Posted on December 18, 2020

MongoDB Native Driver vs Mongoose: Performance Benchmarks

The time has come to put the native driver and mongoose to the test and benchmark how each one performs.

Mongoose is a huge help with MongoDB and offers a bunch of useful features in Node. For performance-sensitive code, is this the best choice? In this take, we’ll dive into benchmarks via the Apache Benchmark to measure data access strategies.

Set Up

We will use Express to make benchmarks a bit more real since it’s one of the fastest. Only relevant code will be posted but feel free to check out the entire repo on GitHub.

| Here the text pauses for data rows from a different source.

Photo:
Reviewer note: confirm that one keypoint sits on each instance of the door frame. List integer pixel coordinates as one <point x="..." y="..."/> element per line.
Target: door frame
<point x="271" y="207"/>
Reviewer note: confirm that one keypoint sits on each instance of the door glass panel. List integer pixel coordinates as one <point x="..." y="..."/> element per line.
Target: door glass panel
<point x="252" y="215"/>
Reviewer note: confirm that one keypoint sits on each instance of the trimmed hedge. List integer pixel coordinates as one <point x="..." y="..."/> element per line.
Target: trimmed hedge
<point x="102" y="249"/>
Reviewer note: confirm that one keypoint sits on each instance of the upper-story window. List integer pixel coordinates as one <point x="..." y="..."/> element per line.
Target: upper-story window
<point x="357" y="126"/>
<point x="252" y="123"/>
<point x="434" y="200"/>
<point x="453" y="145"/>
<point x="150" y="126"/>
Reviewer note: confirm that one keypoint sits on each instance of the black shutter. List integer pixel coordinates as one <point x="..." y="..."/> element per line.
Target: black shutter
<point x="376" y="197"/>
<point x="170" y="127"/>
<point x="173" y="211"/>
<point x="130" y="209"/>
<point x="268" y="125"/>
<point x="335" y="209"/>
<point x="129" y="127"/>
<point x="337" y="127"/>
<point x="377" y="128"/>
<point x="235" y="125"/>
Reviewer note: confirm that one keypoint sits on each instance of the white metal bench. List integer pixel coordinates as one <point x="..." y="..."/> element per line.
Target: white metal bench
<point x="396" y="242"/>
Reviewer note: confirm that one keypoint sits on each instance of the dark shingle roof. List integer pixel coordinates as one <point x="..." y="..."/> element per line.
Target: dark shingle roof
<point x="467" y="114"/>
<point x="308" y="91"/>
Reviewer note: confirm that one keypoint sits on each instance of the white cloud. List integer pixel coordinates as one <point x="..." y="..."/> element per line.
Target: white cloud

With the native driver, this POST endpoint creates a new resource:

nativeApp.post('/', async (req, res) => {
  const data = await req.db.native.insertOne({
    number: req.body.number,
    lastUpdated: new Date()
  })
  res.set('Location', '/' + data.ops[0]._id)
  res.status(201).send(data.ops[0])
})
Enter fullscreen mode Exit fullscreen mode

Note there is a req.db object available, which ties into a native database collection:

nativeApp.use((req, res, next) => {
  req.db = {}
  req.db.native= nativeApp.get('db').collection('native')
  next()
})
Enter fullscreen mode Exit fullscreen mode

This use function is middleware in Express. Remember this intercepts every request and hooks the database to the req object.

For Mongoose, we have similar middleware that does this:

mongooseApp.use((req, res, next) => {
  req.db = {mongoose: mongooseConn.model(
    'Mongoose',
    new Schema({number: Number, lastUpdated: Date}),
    'mongoose')}
  next()
})
Enter fullscreen mode Exit fullscreen mode

Note the use of a Schema that defines individual fields in the collection. If you’re coming from SQL, think of a table as a collection and a column as a field.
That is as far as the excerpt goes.